If you haven’t tried your own Christmas pudding, maybe now is the time to start a new tradition.
If you try this pudding, please let me know! Leave a comment, rate it, and don’t forget to tag a photo #mygoodnesskitchen on Instagram. I’d love to see what you come up with. Cheers, friends.
If you like this festive recipe, you might like to check out these recipes:
- trouble-free truffles 3- ways
- an epic vegan gravy and some festive sides
- vegan chocolate gingerbread bundt cake
My Favourite Christmas Pudding Recipe
- 110 grams golden sultanas 3/4 cup
- 200 grams pitted medjool dates, well chopped approx 11 dates
- 50 grams dried cranberries scant 1/3 cup
- 100 grams dried pears, well chopped approx 6 slices
- 80 ml brandy 1/3 cup
- 75 grams pecans 3/4 cup
- 100 grams sourdough breadcrumbs (from a stale loaf of sourdough bread) 1 3/4 cups
- 70 grams self-rising flour 1/2 cup
- 160 grams dark brown sugar 1 cup
- 1 tsp all-spice
- 60 ml coconut oil. melted 1/4 cup
- zest and juice of 1 orange
- 3 tbsp aquafaba
- Place the sultanas, dates, cranberries and pears in a large mixing bowl. Pour over the brandy and stir through. Cover with a clean cloth or cling film and set aside overnight.
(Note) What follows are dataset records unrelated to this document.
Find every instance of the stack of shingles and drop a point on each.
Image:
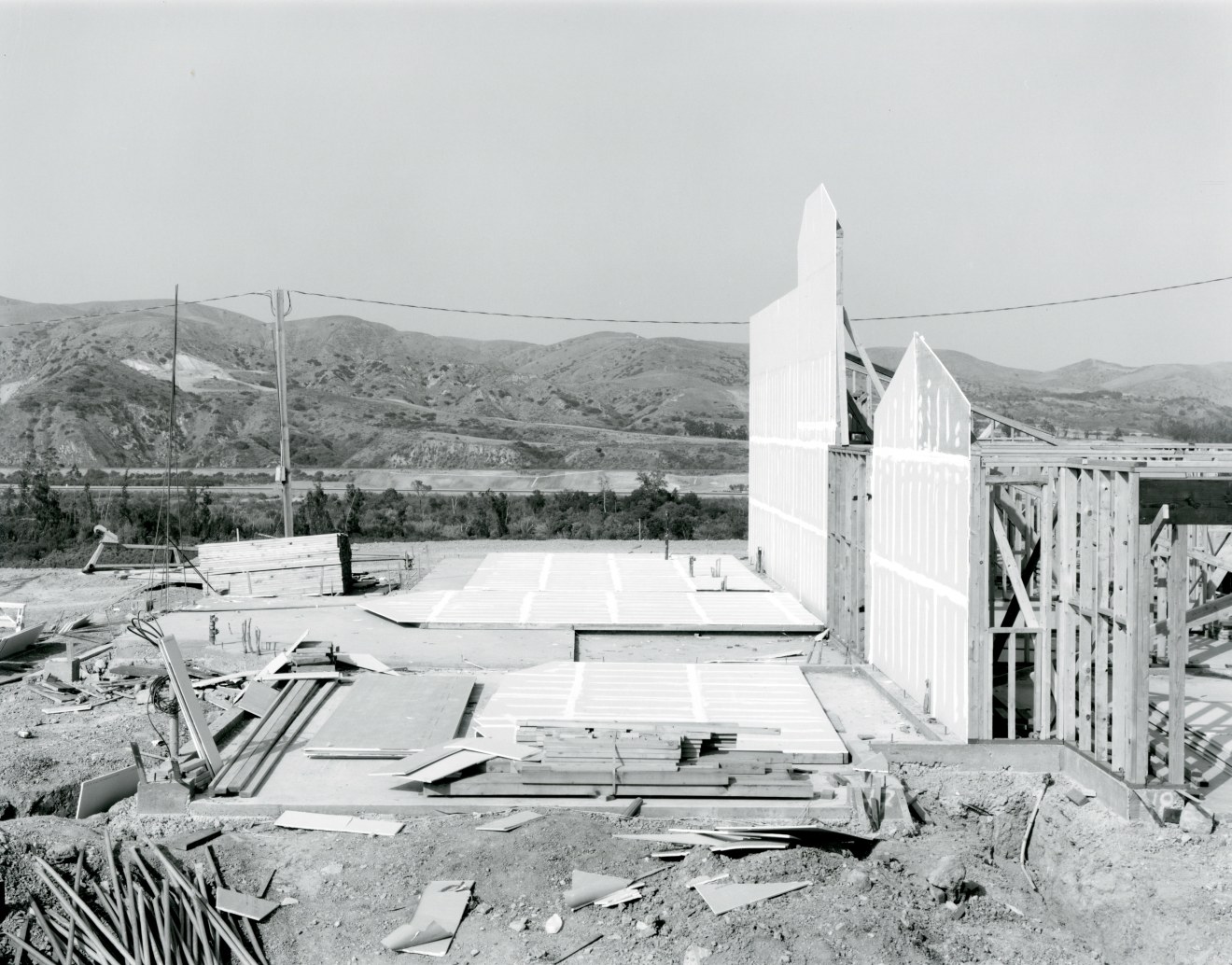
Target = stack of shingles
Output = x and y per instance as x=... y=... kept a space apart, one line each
x=590 y=761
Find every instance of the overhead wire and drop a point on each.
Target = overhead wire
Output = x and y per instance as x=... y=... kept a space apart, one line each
x=711 y=322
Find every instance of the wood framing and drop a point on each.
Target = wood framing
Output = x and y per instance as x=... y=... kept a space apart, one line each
x=847 y=504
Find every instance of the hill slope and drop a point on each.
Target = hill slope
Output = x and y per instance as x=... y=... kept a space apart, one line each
x=95 y=391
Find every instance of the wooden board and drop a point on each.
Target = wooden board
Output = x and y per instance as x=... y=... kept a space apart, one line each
x=628 y=610
x=385 y=716
x=193 y=710
x=246 y=906
x=435 y=922
x=612 y=572
x=97 y=794
x=313 y=821
x=301 y=566
x=449 y=765
x=753 y=696
x=18 y=642
x=258 y=699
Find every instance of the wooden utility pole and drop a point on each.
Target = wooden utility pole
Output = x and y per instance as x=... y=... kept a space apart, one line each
x=284 y=471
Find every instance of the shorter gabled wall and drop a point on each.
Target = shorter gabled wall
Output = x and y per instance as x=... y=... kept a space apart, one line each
x=918 y=553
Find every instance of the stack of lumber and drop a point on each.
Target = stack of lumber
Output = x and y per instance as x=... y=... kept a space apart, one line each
x=255 y=754
x=142 y=908
x=301 y=566
x=627 y=763
x=385 y=716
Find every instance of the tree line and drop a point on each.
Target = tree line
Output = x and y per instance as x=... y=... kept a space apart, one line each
x=49 y=526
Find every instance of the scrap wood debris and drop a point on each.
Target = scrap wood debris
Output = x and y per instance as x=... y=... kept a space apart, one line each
x=141 y=907
x=436 y=919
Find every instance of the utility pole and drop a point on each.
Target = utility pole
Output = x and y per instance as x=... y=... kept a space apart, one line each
x=284 y=472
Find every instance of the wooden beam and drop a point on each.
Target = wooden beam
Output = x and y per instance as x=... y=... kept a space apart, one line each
x=1178 y=650
x=1190 y=500
x=1197 y=615
x=874 y=379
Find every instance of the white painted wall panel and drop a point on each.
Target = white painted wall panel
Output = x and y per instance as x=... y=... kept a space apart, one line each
x=797 y=408
x=919 y=535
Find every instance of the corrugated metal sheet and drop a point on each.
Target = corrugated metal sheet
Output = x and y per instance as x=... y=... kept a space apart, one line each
x=919 y=537
x=796 y=411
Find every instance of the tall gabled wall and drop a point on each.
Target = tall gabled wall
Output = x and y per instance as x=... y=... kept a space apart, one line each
x=920 y=535
x=797 y=408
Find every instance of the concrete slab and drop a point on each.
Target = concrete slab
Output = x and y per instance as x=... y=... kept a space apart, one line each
x=347 y=787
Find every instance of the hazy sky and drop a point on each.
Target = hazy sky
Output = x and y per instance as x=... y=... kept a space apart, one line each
x=632 y=161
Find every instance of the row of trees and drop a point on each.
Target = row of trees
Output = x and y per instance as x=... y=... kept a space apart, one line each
x=54 y=526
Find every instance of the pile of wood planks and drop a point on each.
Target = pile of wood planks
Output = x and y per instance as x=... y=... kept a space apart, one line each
x=627 y=762
x=301 y=566
x=255 y=756
x=148 y=911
- The next day, preheat the oven to 160 degrees C or 320 F. Grease a 1 litre pudding pot well and line the bottom of the pot with a circle of baking paper. Place the pecans in a food processor and roughly chop before adding them to the dried fruit bowl. To make the sourdough breadcrumbs, cut the crusts off the loaf and cut the remaining bread in to chunks. Weigh out 100 grams and place that amount in the processor and pulse to breadcrumbs. Discard the remaining bread and crusts. Add the breadcrumbs to the mixing bowl.
- Add the flour, sugar, all-spice, melted coconut oil, orange juice and zest and aquafaba to the bowl and stir until combined. Pour the mixture in to the prepared pudding pan smoothing out the batter as best you can.
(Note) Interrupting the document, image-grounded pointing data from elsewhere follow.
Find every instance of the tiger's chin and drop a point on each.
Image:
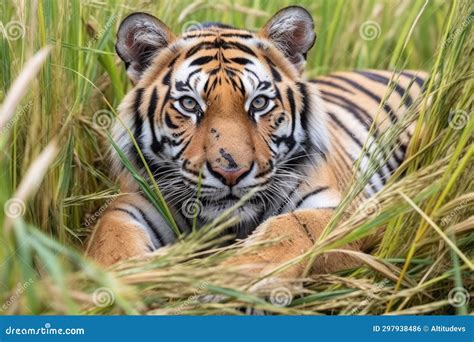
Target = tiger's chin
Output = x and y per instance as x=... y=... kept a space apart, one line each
x=249 y=215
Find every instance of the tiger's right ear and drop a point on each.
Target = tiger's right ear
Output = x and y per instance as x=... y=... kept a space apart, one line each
x=139 y=39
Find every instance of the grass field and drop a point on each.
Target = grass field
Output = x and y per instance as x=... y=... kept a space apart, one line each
x=54 y=178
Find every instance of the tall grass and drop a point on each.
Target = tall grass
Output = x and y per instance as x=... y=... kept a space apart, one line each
x=53 y=163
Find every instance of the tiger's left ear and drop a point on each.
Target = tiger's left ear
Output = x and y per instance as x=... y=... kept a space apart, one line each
x=140 y=37
x=292 y=31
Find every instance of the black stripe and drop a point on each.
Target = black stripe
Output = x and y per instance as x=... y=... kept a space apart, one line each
x=332 y=84
x=155 y=145
x=309 y=194
x=128 y=212
x=138 y=126
x=241 y=60
x=238 y=46
x=239 y=35
x=170 y=123
x=202 y=60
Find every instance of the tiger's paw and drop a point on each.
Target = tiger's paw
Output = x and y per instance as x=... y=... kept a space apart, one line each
x=115 y=239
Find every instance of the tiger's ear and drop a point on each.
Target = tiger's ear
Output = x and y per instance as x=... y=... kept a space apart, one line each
x=139 y=38
x=292 y=31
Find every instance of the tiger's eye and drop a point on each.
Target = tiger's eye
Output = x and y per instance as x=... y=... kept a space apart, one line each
x=188 y=103
x=259 y=102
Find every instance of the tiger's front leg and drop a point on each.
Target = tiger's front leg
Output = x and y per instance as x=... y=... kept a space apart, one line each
x=130 y=227
x=295 y=232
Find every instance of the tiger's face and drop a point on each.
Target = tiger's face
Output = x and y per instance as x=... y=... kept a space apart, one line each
x=223 y=110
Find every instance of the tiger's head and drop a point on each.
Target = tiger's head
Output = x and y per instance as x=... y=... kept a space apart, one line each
x=224 y=108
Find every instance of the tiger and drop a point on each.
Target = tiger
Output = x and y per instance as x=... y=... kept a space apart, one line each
x=220 y=113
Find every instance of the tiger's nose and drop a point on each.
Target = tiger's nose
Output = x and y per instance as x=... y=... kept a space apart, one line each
x=229 y=176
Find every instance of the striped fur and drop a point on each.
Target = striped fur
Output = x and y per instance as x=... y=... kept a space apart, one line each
x=232 y=107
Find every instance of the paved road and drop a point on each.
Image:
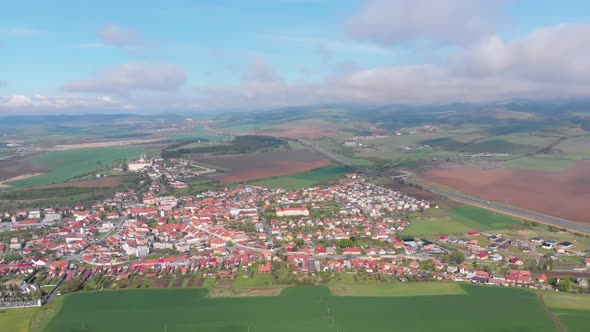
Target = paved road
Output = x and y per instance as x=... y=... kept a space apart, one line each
x=561 y=223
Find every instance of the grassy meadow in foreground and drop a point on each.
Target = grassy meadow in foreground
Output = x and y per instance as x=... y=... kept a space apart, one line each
x=303 y=308
x=16 y=320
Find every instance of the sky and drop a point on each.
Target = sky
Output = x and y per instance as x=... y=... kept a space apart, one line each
x=151 y=56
- Cut two sheets of baking paper into circles with a circumference at least 3 inches larger than the mouth of your pudding pan (I use a dinner plate to measure). Lay the circles on top of each other and fold a pleat down the centre. Lay the pleated round over the pudding pot and lay a large sheet of foil over the top. Secure the cover with cooking twine as here
- Place the pudding in a roasting pan and carefully fill the pan with boiling water until your reach half-way up the sides of the pot. Place the whole tray in the oven and cook for 4 1/2 to 5 hours (adding more boiling water as necessary to ensure the pan doesn't burn) or until a skewer comes away cleaning from the centre of the pudding.
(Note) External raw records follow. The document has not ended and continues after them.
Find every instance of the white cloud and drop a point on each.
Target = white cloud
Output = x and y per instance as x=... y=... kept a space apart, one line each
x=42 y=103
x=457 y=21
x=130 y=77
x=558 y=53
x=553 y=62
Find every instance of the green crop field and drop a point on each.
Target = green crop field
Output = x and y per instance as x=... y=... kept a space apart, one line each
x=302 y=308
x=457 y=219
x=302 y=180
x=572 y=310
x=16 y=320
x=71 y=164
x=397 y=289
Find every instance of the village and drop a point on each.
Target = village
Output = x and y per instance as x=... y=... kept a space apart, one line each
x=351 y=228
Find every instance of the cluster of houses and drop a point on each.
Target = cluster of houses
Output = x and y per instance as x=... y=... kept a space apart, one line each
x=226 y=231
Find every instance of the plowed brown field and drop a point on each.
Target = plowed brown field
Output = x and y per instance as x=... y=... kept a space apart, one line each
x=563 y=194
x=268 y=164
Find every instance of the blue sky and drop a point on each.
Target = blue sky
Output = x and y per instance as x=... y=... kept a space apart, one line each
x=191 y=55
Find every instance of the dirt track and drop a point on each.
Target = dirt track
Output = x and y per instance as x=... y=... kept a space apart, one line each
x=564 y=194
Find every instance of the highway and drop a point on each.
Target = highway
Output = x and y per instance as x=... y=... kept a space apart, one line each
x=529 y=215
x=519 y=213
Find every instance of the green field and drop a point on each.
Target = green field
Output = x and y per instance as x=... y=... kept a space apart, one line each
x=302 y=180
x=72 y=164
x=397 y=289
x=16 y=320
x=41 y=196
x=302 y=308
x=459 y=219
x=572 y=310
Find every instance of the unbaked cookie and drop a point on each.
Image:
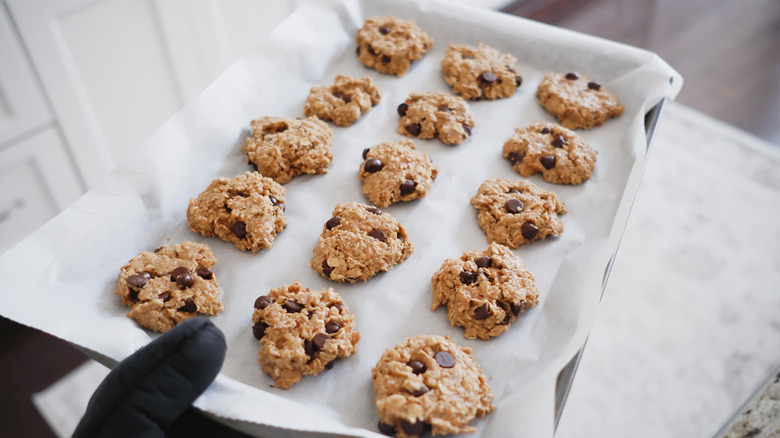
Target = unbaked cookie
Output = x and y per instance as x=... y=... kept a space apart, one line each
x=358 y=242
x=395 y=171
x=171 y=284
x=484 y=290
x=429 y=384
x=514 y=213
x=576 y=101
x=344 y=102
x=282 y=148
x=428 y=115
x=302 y=332
x=389 y=45
x=481 y=73
x=247 y=210
x=558 y=153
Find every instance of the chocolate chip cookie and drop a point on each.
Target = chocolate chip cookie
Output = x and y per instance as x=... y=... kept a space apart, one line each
x=171 y=284
x=358 y=242
x=282 y=148
x=560 y=155
x=514 y=213
x=428 y=115
x=247 y=210
x=429 y=384
x=480 y=73
x=302 y=332
x=395 y=171
x=344 y=102
x=576 y=101
x=390 y=45
x=484 y=290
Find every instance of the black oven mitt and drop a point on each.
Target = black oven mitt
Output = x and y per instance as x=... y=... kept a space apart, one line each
x=150 y=393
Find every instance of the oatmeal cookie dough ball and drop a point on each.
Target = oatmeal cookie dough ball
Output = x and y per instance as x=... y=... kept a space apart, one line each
x=429 y=384
x=169 y=285
x=390 y=45
x=247 y=211
x=302 y=332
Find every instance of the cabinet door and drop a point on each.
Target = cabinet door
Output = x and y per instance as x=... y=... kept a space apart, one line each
x=22 y=108
x=115 y=70
x=37 y=183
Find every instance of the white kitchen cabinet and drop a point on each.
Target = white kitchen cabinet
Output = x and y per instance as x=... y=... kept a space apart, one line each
x=37 y=183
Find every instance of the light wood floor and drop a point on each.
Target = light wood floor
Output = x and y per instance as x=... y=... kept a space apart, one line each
x=728 y=51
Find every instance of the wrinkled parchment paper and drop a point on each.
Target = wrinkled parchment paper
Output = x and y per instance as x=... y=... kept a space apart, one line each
x=61 y=280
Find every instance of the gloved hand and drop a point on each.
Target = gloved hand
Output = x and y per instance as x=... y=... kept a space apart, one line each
x=150 y=393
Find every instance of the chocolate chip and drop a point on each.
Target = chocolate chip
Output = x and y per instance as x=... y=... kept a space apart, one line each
x=308 y=347
x=136 y=281
x=333 y=222
x=468 y=277
x=416 y=366
x=484 y=262
x=413 y=428
x=414 y=129
x=529 y=230
x=444 y=359
x=378 y=235
x=516 y=157
x=420 y=391
x=320 y=339
x=263 y=301
x=332 y=327
x=482 y=312
x=343 y=97
x=514 y=206
x=239 y=229
x=178 y=271
x=487 y=77
x=204 y=273
x=326 y=269
x=373 y=165
x=407 y=187
x=386 y=429
x=185 y=280
x=189 y=307
x=259 y=330
x=292 y=306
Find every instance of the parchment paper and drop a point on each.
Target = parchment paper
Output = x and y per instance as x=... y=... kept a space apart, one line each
x=61 y=280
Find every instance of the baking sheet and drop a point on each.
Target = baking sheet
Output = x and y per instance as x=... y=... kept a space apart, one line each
x=61 y=279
- Either serve immediately or wrap the pudding tightly and store in a cool, dry place until serving. For best results, return the pudding to its pot and place it in a saucepan of boiling water (half-way up the sides) over low heat for 10 to 15 minutes or until warm through. You can re-heat a pudding in the microwave but it can dry it out somewhat.
- Serve with vegan brandy sauce or ice-cream.